Primark’s parent company Associated British Foods today revealed its earnings expectations and said sales are poised to grow 12% at actual exchange rates following a strong Christmas trading period.
But ABF warned investors that a strong pound would likely lead to a “marginal decline” in adjusted earnings per share for the full year after its sugar business was hit by falling EU prices.
ABF said Primark’s sales growth was driven by an 11% increase in retail selling space across Europe and “very high sales densities” at its new stores.
Primark’s retail selling space has increased by 0.5m sq ft since the end of its last financial year. It now has 287 stores trading from 10.7m sq ft of space.

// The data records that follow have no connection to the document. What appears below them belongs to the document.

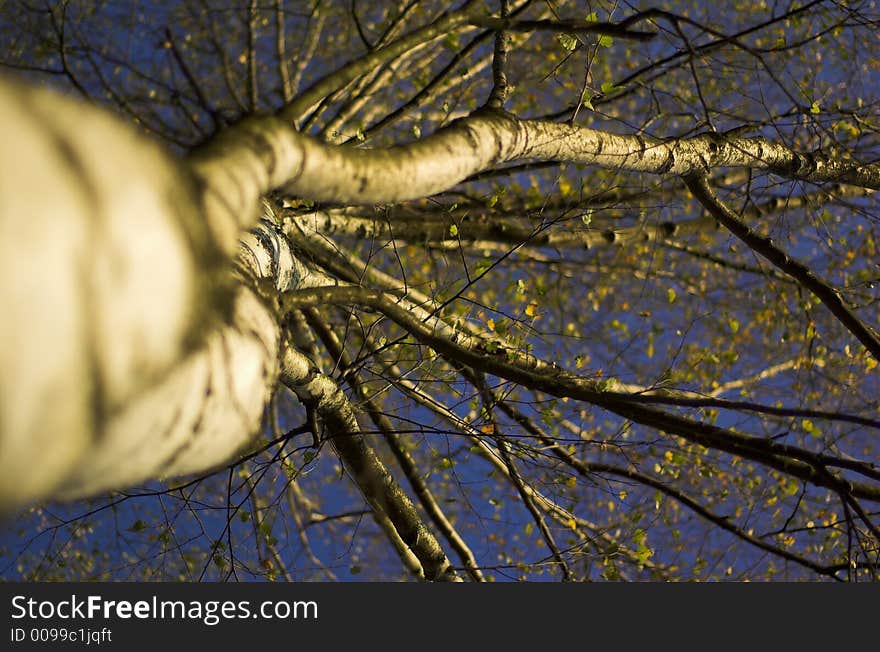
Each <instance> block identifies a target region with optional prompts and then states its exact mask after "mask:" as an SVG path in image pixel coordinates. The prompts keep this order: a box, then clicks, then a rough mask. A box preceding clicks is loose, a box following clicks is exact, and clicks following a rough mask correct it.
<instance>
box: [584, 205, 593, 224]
mask: <svg viewBox="0 0 880 652" xmlns="http://www.w3.org/2000/svg"><path fill="white" fill-rule="evenodd" d="M592 221H593V209H592V208H591V209H589V210H587V212H586V213H584V214H583V215H581V222H583V223H584V226H590V222H592Z"/></svg>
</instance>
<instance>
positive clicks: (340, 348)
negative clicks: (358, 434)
mask: <svg viewBox="0 0 880 652" xmlns="http://www.w3.org/2000/svg"><path fill="white" fill-rule="evenodd" d="M303 312H304V313H305V315H306V319H307V321H308V323H309V326H310V327H311V328H312V329H314V330H315V332H316V333H317V334H318V336H319V337H320V338H321V341H322V342H323V344H324V346H325V347H327V350H328V352H329V353H330V355H331V356H332V357H333V359H334V361H335V363H336V364H337V365H338V367H339V370H340V371H341V372H342V373H343V374H344V375H345V378H346V381H347V382H348V384H349V385H350V386H351V387H352V389H353V390H354V391H355V394H356V395H357V396H358V397H359V398H360V401H361V402H362V404H363V405H364V407H365V408H366V410H367V414H369V416H370V419H371V420H372V421H373V423H374V424H375V425H376V427H377V428H378V429H379V430H380V431H381V432H382V434H383V435H384V436H385V439H386V442H387V443H388V446H389V447H390V448H391V452H392V453H393V454H394V457H395V459H397V462H398V464H399V465H400V467H401V469H402V470H403V473H404V475H405V476H406V478H407V480H408V481H409V483H410V485H411V486H412V488H413V491H415V493H416V496H417V497H418V498H419V502H420V503H421V504H422V506H423V507H424V508H425V511H426V512H427V513H428V516H430V518H431V520H432V521H433V523H434V525H435V526H436V527H437V529H438V530H439V531H440V533H441V534H442V535H443V537H444V538H445V539H446V540H447V541H448V542H449V544H450V546H452V548H453V550H455V552H456V554H458V556H459V558H460V559H461V561H462V564H463V565H464V567H465V569H466V570H467V572H468V574H469V575H470V576H471V577H472V578H473V579H474V580H475V581H477V582H483V581H485V578H484V577H483V574H482V573H481V572H480V569H479V566H478V565H477V562H476V559H475V557H474V553H473V552H472V551H471V549H470V547H469V546H468V545H467V543H466V542H465V541H464V539H463V538H462V537H461V535H460V534H459V533H458V532H457V531H456V529H455V527H454V526H453V525H452V523H451V522H450V521H449V519H448V518H446V515H445V514H444V513H443V510H442V509H441V507H440V504H439V503H438V502H437V500H436V499H435V498H434V495H433V494H432V493H431V490H430V488H429V487H428V485H427V483H426V482H425V481H424V479H423V477H422V474H421V472H420V471H419V469H418V467H417V466H416V463H415V461H414V460H413V459H412V456H411V455H410V454H409V452H407V450H406V448H405V445H404V443H403V441H402V440H401V438H400V437H399V436H398V435H397V434H396V433H395V432H394V425H393V424H392V423H391V421H390V419H388V417H387V416H385V414H383V413H382V412H381V411H380V410H379V408H378V406H377V405H376V404H375V403H374V401H373V400H372V399H370V398H369V397H368V396H367V390H366V388H365V387H364V386H363V384H362V383H361V382H360V379H359V378H358V377H357V376H356V375H355V374H353V373H350V372H351V371H352V363H351V358H350V357H349V355H348V353H347V352H346V351H345V349H344V348H343V346H342V343H341V342H340V341H339V338H338V337H337V336H336V333H335V332H333V330H331V329H330V328H329V327H328V326H327V324H326V322H324V320H323V319H322V318H321V316H320V315H319V314H318V312H317V310H315V309H313V308H306V309H305V310H304V311H303Z"/></svg>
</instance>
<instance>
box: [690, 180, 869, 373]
mask: <svg viewBox="0 0 880 652" xmlns="http://www.w3.org/2000/svg"><path fill="white" fill-rule="evenodd" d="M685 182H686V183H687V186H688V188H690V190H691V192H692V193H693V194H694V197H696V198H697V200H699V202H700V203H701V204H703V206H704V207H705V209H706V210H707V211H709V213H710V214H711V215H712V217H714V218H715V219H716V220H718V221H719V222H720V223H721V224H723V225H724V226H725V227H726V228H727V229H728V230H729V231H730V232H731V233H733V234H734V235H735V236H736V237H738V238H739V239H740V240H742V241H743V242H744V243H745V244H746V245H747V246H748V247H749V248H751V249H752V250H753V251H755V252H757V253H759V254H760V255H761V256H763V257H764V258H766V259H767V260H769V261H770V262H771V263H773V264H774V265H775V266H776V267H778V268H779V269H780V270H782V271H783V272H785V273H786V274H788V275H789V276H791V277H792V278H793V279H795V280H796V281H797V282H798V283H799V284H800V285H802V286H803V287H804V288H806V289H807V290H809V291H810V292H812V293H813V295H814V296H815V297H816V298H818V299H819V300H820V301H821V302H822V303H823V304H824V305H825V307H826V308H828V310H830V311H831V313H832V314H833V315H834V316H835V317H837V319H838V320H839V321H840V323H841V324H843V325H844V327H846V329H847V330H848V331H849V332H850V333H852V334H853V335H855V337H856V338H857V339H858V340H859V342H861V343H862V344H863V345H864V346H865V348H866V349H868V351H870V352H871V355H873V356H874V358H876V359H877V360H880V338H878V336H877V333H876V332H875V331H874V329H872V328H870V327H869V326H867V325H866V324H864V323H863V322H862V320H861V319H859V318H858V317H857V316H856V314H855V313H854V312H853V311H852V310H850V308H849V306H847V305H846V304H845V303H844V301H843V298H842V297H841V296H840V294H839V293H838V292H837V291H836V290H835V289H834V288H833V287H831V284H830V283H828V282H827V281H825V280H824V279H822V278H819V276H818V275H817V274H815V273H814V272H813V271H812V270H811V269H810V268H809V267H807V266H806V265H804V264H803V263H801V262H800V261H798V260H795V259H793V258H791V257H790V256H789V255H788V254H787V253H785V252H784V251H782V249H780V248H779V247H777V246H776V245H774V244H773V242H772V241H771V240H770V238H768V237H766V236H763V235H761V234H759V233H757V232H756V231H754V230H752V229H751V228H749V226H748V225H747V224H745V223H744V222H742V221H741V220H740V219H739V218H738V217H737V215H736V213H734V212H733V211H732V210H731V209H730V208H728V207H727V205H725V204H724V202H722V201H721V199H719V197H718V196H717V195H716V194H715V193H714V192H713V191H712V189H711V188H710V187H709V183H708V182H707V181H706V178H705V176H702V175H694V176H689V177H686V179H685Z"/></svg>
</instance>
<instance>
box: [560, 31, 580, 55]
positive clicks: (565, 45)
mask: <svg viewBox="0 0 880 652" xmlns="http://www.w3.org/2000/svg"><path fill="white" fill-rule="evenodd" d="M556 40H557V41H559V44H560V45H561V46H562V47H563V48H565V49H566V50H568V51H569V52H571V51H572V50H574V49H575V48H576V47H577V39H576V38H575V37H574V36H572V35H571V34H565V33H564V32H563V33H561V34H557V35H556Z"/></svg>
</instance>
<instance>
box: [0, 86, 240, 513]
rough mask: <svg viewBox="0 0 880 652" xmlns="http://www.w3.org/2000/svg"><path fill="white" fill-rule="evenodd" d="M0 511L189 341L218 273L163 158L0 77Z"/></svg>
mask: <svg viewBox="0 0 880 652" xmlns="http://www.w3.org/2000/svg"><path fill="white" fill-rule="evenodd" d="M0 141H2V142H3V147H2V148H0V310H2V313H3V318H2V322H0V509H2V508H3V507H7V506H10V505H17V504H22V503H24V502H27V501H30V500H32V499H34V498H36V497H38V496H42V495H45V494H46V493H47V492H50V491H52V490H53V489H54V488H56V487H58V486H59V485H60V484H61V483H62V482H63V481H64V476H65V474H66V470H67V469H69V468H71V467H72V466H75V465H77V464H79V462H80V461H81V460H82V459H83V458H84V456H85V457H88V456H90V455H91V454H92V452H93V447H94V444H95V443H96V441H97V437H98V433H99V432H100V431H101V426H102V424H103V423H104V422H105V421H106V419H107V418H108V416H109V415H111V414H113V413H115V412H116V411H118V410H120V409H121V408H123V407H124V406H125V405H126V404H127V401H128V400H129V399H130V398H131V397H132V396H134V395H136V394H138V393H140V392H141V391H142V390H144V389H145V388H148V387H149V386H150V385H152V384H153V383H155V382H156V381H157V380H158V379H159V378H161V377H162V376H163V375H164V374H165V373H167V371H168V370H169V368H170V367H171V366H172V365H173V364H174V363H176V362H177V361H178V360H179V359H180V358H181V357H183V356H184V355H186V354H187V353H188V352H189V351H191V350H193V348H194V347H196V346H197V345H198V344H199V340H200V338H201V336H202V335H201V334H202V333H203V332H204V325H205V323H206V322H210V321H211V320H212V319H214V316H213V310H212V309H211V306H214V305H218V304H219V303H222V301H220V300H219V299H220V296H221V294H222V292H221V291H220V284H219V283H218V278H219V277H218V265H219V264H220V263H223V262H225V261H224V258H223V256H222V255H221V253H220V251H219V250H217V249H216V247H215V246H214V245H213V244H212V243H213V242H214V241H215V238H214V237H213V236H212V234H211V232H210V229H209V228H208V227H207V225H206V224H205V222H204V220H203V218H202V216H201V211H200V210H198V208H197V198H196V196H195V194H194V192H193V188H192V187H191V185H190V184H189V183H188V182H187V179H188V176H187V175H186V174H185V173H184V172H183V171H182V170H181V168H180V167H178V165H177V164H176V163H175V162H174V160H173V159H171V158H170V157H168V156H167V155H166V154H165V153H164V152H163V151H162V150H160V149H159V148H158V147H157V146H156V145H154V144H152V143H151V142H149V141H147V140H145V139H143V138H141V137H139V136H138V135H137V134H136V133H135V132H134V131H133V130H131V129H130V128H128V127H125V126H123V125H122V124H121V123H120V122H119V121H117V120H116V119H115V118H113V117H111V116H110V115H109V114H107V113H105V112H104V111H101V110H98V109H95V108H93V107H90V106H88V105H85V104H82V103H80V102H74V101H72V100H68V99H66V98H63V97H61V96H59V95H57V94H54V93H50V92H49V91H46V90H40V89H34V88H31V87H29V86H25V85H22V84H20V83H17V82H13V81H10V80H8V79H3V78H0Z"/></svg>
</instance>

Bosses pointed to “exceptional” trading at all five Primark stores it opened in France last year and said cumulative like-for-likes had improved further since its January trading update and were now in line with last year, although it declined to provide figures.
Operating profit margin in the period was also in line with expectations, but lower than last year as a result of a higher level of mark-down.
ABF said total first-half like-for-like sales growth had been “held back” by a warmer than usual autumn season, which hit sales at existing stores and new sites in the Netherlands and Germany.
Ahead of the publication of first half to February 28 results on April 21, ABF said underlying trading remained “in line with expectations”.
Primark bosses said they had “a very strong pipeline of new stores in Europe” to continue its expansion, including new sites and extensions in the UK Germany and Belgium.
It also revealed eight leases have been signed on stores in the north east of America, including sites in Boston, New York, Pennsylvania and New Jersey.